En este blog solo encontrarás reseñas de libros que en algún momento me ha apetecido leer. Ninguna ha sido encargada ni pedida por autores o editores, y todos los libros los he comprado. En resumen: un blog de reseñas no interesadas para que sean interesantes.



lunes, 24 de marzo de 2014

Huída hacia el sur – Slawomir Mrozek



Casi un cómic novelado (hasta incluye numerosos dibujos del autor), Huída hacia el sur narra las aventuras en la Polonia comunista de tres muchachos, el Gordo, el Flaco y el Mediano, en compañía de un “simio” (así es llamado) que es en realidad “el eslabón perdido”.

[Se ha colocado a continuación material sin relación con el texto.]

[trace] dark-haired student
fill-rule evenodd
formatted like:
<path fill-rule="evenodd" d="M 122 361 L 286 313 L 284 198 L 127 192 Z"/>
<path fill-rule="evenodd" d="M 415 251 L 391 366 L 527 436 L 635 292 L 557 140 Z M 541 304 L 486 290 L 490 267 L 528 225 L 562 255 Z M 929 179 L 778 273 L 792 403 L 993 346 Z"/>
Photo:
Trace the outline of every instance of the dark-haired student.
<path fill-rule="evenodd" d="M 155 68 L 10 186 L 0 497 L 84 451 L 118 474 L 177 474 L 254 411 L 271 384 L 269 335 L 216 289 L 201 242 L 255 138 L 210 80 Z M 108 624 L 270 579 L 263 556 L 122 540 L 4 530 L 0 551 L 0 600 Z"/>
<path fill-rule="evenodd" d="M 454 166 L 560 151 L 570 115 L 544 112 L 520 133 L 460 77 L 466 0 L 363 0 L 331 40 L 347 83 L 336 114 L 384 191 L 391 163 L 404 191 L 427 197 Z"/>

         En un pueblecito donde nunca pasa nada, donde el aburrimiento alcanza cotas inauditas, donde el mayor lujo en materia de ocio es rascarse, llega un día una limusina tremebunda y, enganchado a ella, un remolque de madera de considerable altura, cerrado con un candado. El conductor es Mefisto Kovalsky, que lleva al pueblo toda una atracción: la posibilidad de ver a Godot (una travesura del autor, haciendo un guiño a la célebre obra de  Samuel Beckett). El lector y los habitantes sospechan que el misterioso Godot es quien viaja en el remolque, y movidos por esa curiosidad los tres muchachos se dedican a husmear en el él. Allí encuentran al simio, que les pide ayuda para regresar a su Sumatra natal.

         Así comienza una peripecia en la que los ayudantes son en realidad un estorbo, en la que el ayudado es todo en héroe, y en la que además de enfrentarse a una deformada realidad, el malvadísimo Mef Kovalsky –que parece tener poderes sobrenaturales para anticipar sus pasos- les pisa los talones con intenciones malísimas para la salud.

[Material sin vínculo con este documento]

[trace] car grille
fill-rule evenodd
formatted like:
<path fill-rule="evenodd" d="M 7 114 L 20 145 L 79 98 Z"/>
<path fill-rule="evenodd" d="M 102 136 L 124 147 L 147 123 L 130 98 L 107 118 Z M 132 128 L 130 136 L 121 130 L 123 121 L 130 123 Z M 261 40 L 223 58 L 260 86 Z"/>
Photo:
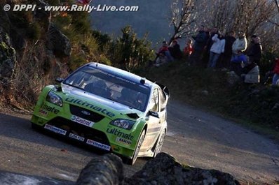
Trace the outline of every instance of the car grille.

     El libro es la historia de esa huída, pero en medio hay unas cuantas críticas. La más contundente la encarna el propio simio: de todos los personajes el más inteligente, el más audaz, también el más honrado, es aquel que no ha llegado a ser un ser humano. A partir de esa idea, se pueden abrir múltiples interpretaciones en función de lo que simbolicen los otros personajes, el más significativos de los cuales, por su carácter tiránico, opresor y omnipresente es Mef Kovalsky.

Slawomir Mrozek (1930-2013)
     Pero además, el autor se permite unas cuantas ironías acerca de la situación del país. La primera, quizá también la más amplia, es la descripción del pueblecito donde comienzan los hechos, reducido a un vegetar al que se quiere dar apariencia de feliz tranquilidad.  Pero hay otras, como los modos de producción ajenos a la economía de mercado, capaces de producir cantidades ingentes de cosas que nadie necesita (como la fábrica de zapatos izquierdos que luego son tirados por su inutilidad), o las inversiones propagandistas, como la inmensa chimenea en medio de la nada construida para que su humo se vea desde decenas de kilómetros provocando la sensación de que hay una intensa actividad industrial.

    Crítica con mala sombra, a través de humor cuya sutileza se ve reforzada, y vuelvo al principio, por ser una obra literaria que enlaza, por los hechos y las formas, con el mundo del tebeo.